Will I Serve Gay Clients?

Most of students are drawn to our program here at the Seminary of the Southwest because they value the integration of spirituality with counseling.

While we’re an Episcopal seminary, we attract students from a wide variety of religious and/or spiritual traditions. Some of our more conservative students are from churches who have not been traditionally LGBT affirming. These students will often ask me during admissions, “Will I serve gay clients in practicum and internship?”

Conservative Church Teachings

Students asking me this question are often concerned they won’t feel equipped to serve gay clients adequately. This could be for multiple of reasons. Many conservative Christians have few, if any, close personal relationships with LGBT individuals. They may worry about a lack of experience in this area.

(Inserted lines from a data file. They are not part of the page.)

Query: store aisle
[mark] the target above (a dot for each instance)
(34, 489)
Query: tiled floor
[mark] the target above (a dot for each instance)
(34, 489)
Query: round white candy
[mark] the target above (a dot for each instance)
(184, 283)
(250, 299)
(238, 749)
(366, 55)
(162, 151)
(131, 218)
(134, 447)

Also, some churches teach that homosexuality is akin to a sexual addiction, and encourage gay members to remain celibate or go to counseling to “recover” from their same-gender love and attraction. Students from these traditions may feel conflicted about doing positive work with LGBT clients.

Counseling Research

The counseling field used to view homosexuality in a similar way to the conservative church — like an addiction. However, in recent decades, the field of counseling shifted that position. This was because research studies consistently confirmed two findings: 1) efforts to change or “recover” from being gay are not effective, and 2) supported, committed, loving same-gender couples and families are as happy, healthy, and well-adjusted as couples of opposite gender.

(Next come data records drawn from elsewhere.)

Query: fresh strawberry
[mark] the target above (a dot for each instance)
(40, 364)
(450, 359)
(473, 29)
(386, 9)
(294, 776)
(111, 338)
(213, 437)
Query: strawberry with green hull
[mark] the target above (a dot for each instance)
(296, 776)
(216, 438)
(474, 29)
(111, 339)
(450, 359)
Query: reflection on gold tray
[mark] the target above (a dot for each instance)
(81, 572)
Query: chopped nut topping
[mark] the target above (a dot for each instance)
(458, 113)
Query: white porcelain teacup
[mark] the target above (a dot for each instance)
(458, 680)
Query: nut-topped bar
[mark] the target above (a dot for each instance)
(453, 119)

These findings were so prevalent, sound, and compelling that the mental health profession reversed its conclusions about same-gender love and marriage.

Same-Gender Love and the Bible

While psychology research may be a helpful source of information about human health, for Christian value Biblical wisdom. In light of verses that mention “homosexual immorality”, it may seem natural to put same-gender marriage in the “immorality” category, rather than the “love” category. However, there are good theological cases for considering verses about homosexuality to be condemning those sexual behaviors that abuse, exploit, or harm a person of the same gender.

In contrast, then those same verses for many cast a vision for healthy Christian same-gender love and marriage. This view is supported by neuroscience which finds that same-gender love and marriages activate the brain’s neural network for selflessness, care, nurture, and bonding, just like in heterosexual couples. In fact, we find in researching loving marriage relationships — whether same or opposite gender — both partners experience enhanced health, wellness, and growth.

Counseling LGBT Clients

Based on these research findings, the counseling field has come to see it as essential that every professional counselor learn to practice affirmatively and effectively with LGBT clients, couples, and families. This means supporting gay clients, trans clients, and same-gender couples in their counseling and relationship goals.

Here at the Seminary of the Southwest, we welcome students of all gender identities and sexual orientations. And we work with students of all religious backgrounds to develop competency to work with LGBT clients in their practicum and internship.

For those students who feel conflicted due to their religious beliefs, our faculty are available to provide ongoing support. My doctoral dissertation was a study of how conservative Christians go about reconciling LGBT affirmation with their religious beliefs. I view the process of becoming equipped to work in a positive way with gay clients as a form of deepening one’s faith and trust in God.

I offer these words of encouragement: here at the Seminary of the Southwest, we are in constant prayer for you and our program. Regardless of where you’re coming from, our goal is to equip you with the skills necessary to serve each person God brings to your counseling office with love, wisdom, and effectiveness.

Growth processes like these are not always easy, but they can be personally, professionally, and spiritually maturing. And we’re here to provide whatever support we can.